Number of Bels = logarithm (base 10) of the ratio OutputPower / InputPower.

Because this was rather too coarse a unit for many purposes, they specified the decibel (dB) as one tenth of a Bel. This may seem a rather cumbersome way of specifying a power gain or loss, but it has some advantages:

1. Because of the way that logarithms work, the overall gain of several cascaded stages is simply the sum of the decibel gains of each stage. This is a lot easier than multiplying and dividing the power ratios.

2. The log of a number less than 1 is negative, so all power gains have positive dB values and all losses have negative dB values. If the input and output powers are equal, then the gain is 0 dB.

### Attenuation

Ordinary twisted-pair telephone lines were never designed for the high frequencies used in ADSL transmission. Not surprisingly a lot of the ADSL signal gets lost between the exchange and the user. What may surprise you is just how much gets lost...

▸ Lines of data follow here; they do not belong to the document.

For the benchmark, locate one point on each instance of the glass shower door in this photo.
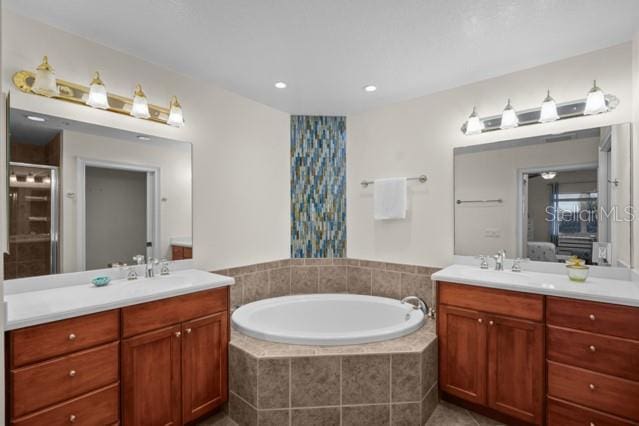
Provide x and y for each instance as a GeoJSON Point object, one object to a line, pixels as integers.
{"type": "Point", "coordinates": [33, 221]}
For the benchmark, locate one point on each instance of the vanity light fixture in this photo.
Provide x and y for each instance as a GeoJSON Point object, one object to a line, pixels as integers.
{"type": "Point", "coordinates": [36, 118]}
{"type": "Point", "coordinates": [140, 107]}
{"type": "Point", "coordinates": [595, 101]}
{"type": "Point", "coordinates": [97, 93]}
{"type": "Point", "coordinates": [176, 118]}
{"type": "Point", "coordinates": [509, 118]}
{"type": "Point", "coordinates": [548, 111]}
{"type": "Point", "coordinates": [474, 125]}
{"type": "Point", "coordinates": [45, 83]}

Prior to 6 September 2004, the limiting attenuation figure for a UK ADSL installation was 60 dB (i.e. a gain of -60 dB). This is equal to 6 Bels, and therefore the logarithm of the power ratio is 6. In other words, the signal at the end of the line is just one-millionth of the signal transmitted from the exchange. And as from 6/9/2004 the limits were relaxed further, with 75 dB being the level of attenuation at which a usable ADSL service is considered extremely unlikely - that's a power ratio of about 32 million. Lower levels of attenuation are obviously preferable.

### Signal-to-noise ratio

Just to make life even more complicated for the receiving equipment, spurious signals get induced into the lines carrying the ADSL signal. These spurious signals can come from other telephone lines running alongside, from external electrical sources, from poor quality connections, and from electronic circuits processing the signals. Together, these unwanted signals are referred to as 'noise'. Clearly, to enable the receiving equipment to separate the wanted signal from the noise, the wanted signal must be greater than the noise by a reasonable margin. The ratio between the wanted and unwanted signals is called the signal-to-noise ratio, or SNR. The greater this ratio is, the better.

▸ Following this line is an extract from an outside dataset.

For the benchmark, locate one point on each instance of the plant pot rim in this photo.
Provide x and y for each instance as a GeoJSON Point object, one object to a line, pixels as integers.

The limiting value of SNR is generally taken to be 6 dB (= 0.6 Bel). This corresponds with a power ratio of 4 (log 4 = 0.6). So the wanted signal power must be at least four time the noise power. And because power is proportional to the square of the voltage, this means that the signal voltage must be at least double the noise voltage. Quite obviously, any lower values of SNR will make it very difficult to separate out a clean ADSL signal.

It should be noted that ADSL modems and routers generally report noise margin, not SNR. The manufacturer specifies a SNR at which the error count reaches some threshold beyond which the connection would not be acceptably stable; the noise margin is the amount by which the measured SNR exceeds this base level of SNR. So, for example, if the minimum acceptable SNR was set at 6 dB, and the measured SNR was 10 dB, then the modem/router would report a noise margin of 4 dB.